In aSoC, each computation core is associated with a communication interface, which is connected to each other as a two-dimensional mesh. Communication between cores takes place via pipelined, point-to-point connections. The communications are restricted to short wires between cores to allow high speed data transfer and predictable delays. The interface design can be customized based on core data bandwidths and operating frequencies to allow for efficient use of resources. The power and clock are supplied individually in each tile for diverse working environments of heterogeneous cores.
A supporting software tool, AppMapper, was developed to map applications onto aSoC. AppMapper analyzes the high level language applications, schedules the on-chip communications, and configures the communication interfaces in aSoC.
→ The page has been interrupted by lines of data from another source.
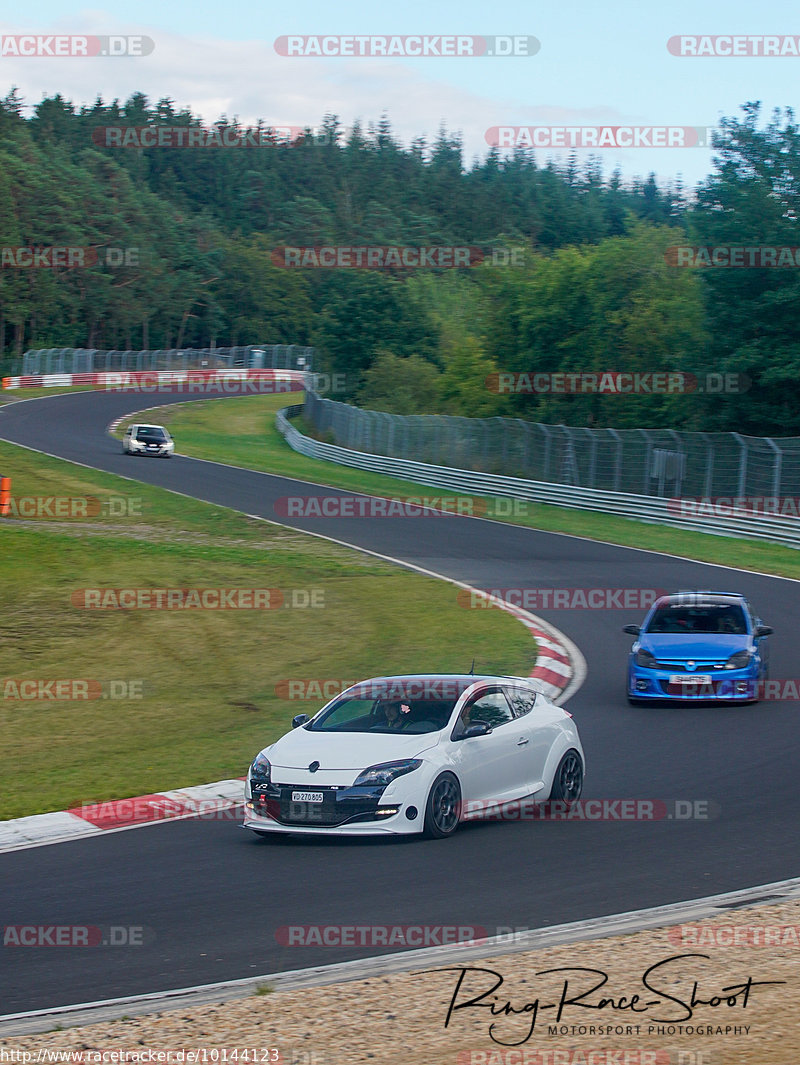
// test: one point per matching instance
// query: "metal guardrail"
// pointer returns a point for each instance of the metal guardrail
(78, 360)
(665, 462)
(647, 508)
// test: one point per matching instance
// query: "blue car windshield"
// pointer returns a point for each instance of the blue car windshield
(713, 619)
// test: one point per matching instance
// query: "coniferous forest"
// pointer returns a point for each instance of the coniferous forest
(577, 275)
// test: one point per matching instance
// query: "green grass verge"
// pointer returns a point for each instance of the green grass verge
(242, 431)
(208, 677)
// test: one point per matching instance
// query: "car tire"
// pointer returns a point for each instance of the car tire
(443, 806)
(568, 782)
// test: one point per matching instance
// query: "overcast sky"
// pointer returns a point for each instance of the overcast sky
(593, 65)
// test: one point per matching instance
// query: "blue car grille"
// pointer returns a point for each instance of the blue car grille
(701, 665)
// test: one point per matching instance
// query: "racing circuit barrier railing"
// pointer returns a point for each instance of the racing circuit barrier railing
(85, 360)
(720, 518)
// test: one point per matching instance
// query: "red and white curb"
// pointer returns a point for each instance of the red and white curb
(554, 673)
(151, 380)
(218, 801)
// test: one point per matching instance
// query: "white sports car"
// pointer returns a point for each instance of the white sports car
(409, 754)
(148, 440)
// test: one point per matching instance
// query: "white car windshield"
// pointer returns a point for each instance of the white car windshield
(410, 706)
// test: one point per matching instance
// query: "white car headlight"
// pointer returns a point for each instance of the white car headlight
(388, 771)
(260, 769)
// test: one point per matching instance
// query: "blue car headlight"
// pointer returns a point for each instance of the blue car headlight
(260, 769)
(740, 660)
(646, 659)
(387, 771)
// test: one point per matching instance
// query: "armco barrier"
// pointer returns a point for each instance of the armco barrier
(646, 508)
(154, 380)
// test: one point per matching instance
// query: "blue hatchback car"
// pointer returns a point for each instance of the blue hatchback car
(696, 646)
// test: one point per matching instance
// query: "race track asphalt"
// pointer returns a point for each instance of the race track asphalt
(212, 899)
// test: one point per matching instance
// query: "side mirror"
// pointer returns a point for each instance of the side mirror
(477, 728)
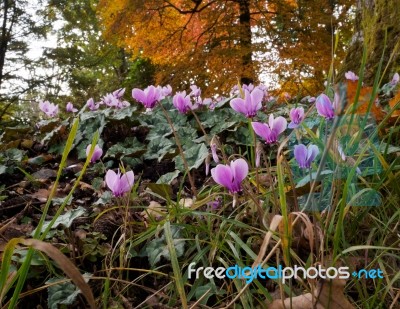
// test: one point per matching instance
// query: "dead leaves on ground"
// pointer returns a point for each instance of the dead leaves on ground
(329, 294)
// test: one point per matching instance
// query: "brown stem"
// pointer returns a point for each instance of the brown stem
(178, 143)
(201, 126)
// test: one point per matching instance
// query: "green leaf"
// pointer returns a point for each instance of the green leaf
(306, 179)
(65, 219)
(158, 148)
(158, 247)
(15, 154)
(130, 147)
(168, 177)
(195, 157)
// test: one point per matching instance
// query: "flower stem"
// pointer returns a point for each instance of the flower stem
(201, 126)
(252, 150)
(178, 143)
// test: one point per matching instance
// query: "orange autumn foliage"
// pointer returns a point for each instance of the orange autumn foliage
(206, 41)
(360, 107)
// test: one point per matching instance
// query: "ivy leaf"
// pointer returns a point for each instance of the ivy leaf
(65, 219)
(130, 147)
(168, 177)
(158, 148)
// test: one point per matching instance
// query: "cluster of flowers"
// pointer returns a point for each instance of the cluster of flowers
(231, 175)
To evaluate the performance of aSoC, applications are mapped onto the aSoC model chips. The chosen applications include MPEG-II encoder/decoder, image smoothing filter, IIR filter, Doppler radar decoder, orthogonal frequency division multiplexing (OFDM) modulator, and a Turbo decoding system. A novel adaptive Soft-output Viterbi algorithm (ASOVA) is developed for the Turbo decoder to reduce the computation complexity. By varying the number of survivor paths, ASOVA is capable of adapting its decoding complexity to speed up the decoding in the case of high signal to noise ratio (SNR).
These applications are mapped onto aSoC model devices and compared to other on-chip communication architectures with the same partitioning. The evaluated architectures include the hierarchical bus modeled from IBM CoreConnect on-chip communication and a dynamic routing model applying oblivious dynamic routing. Based on the simulation results, aSoC outperforms the hierarchical bus model by a factor of five.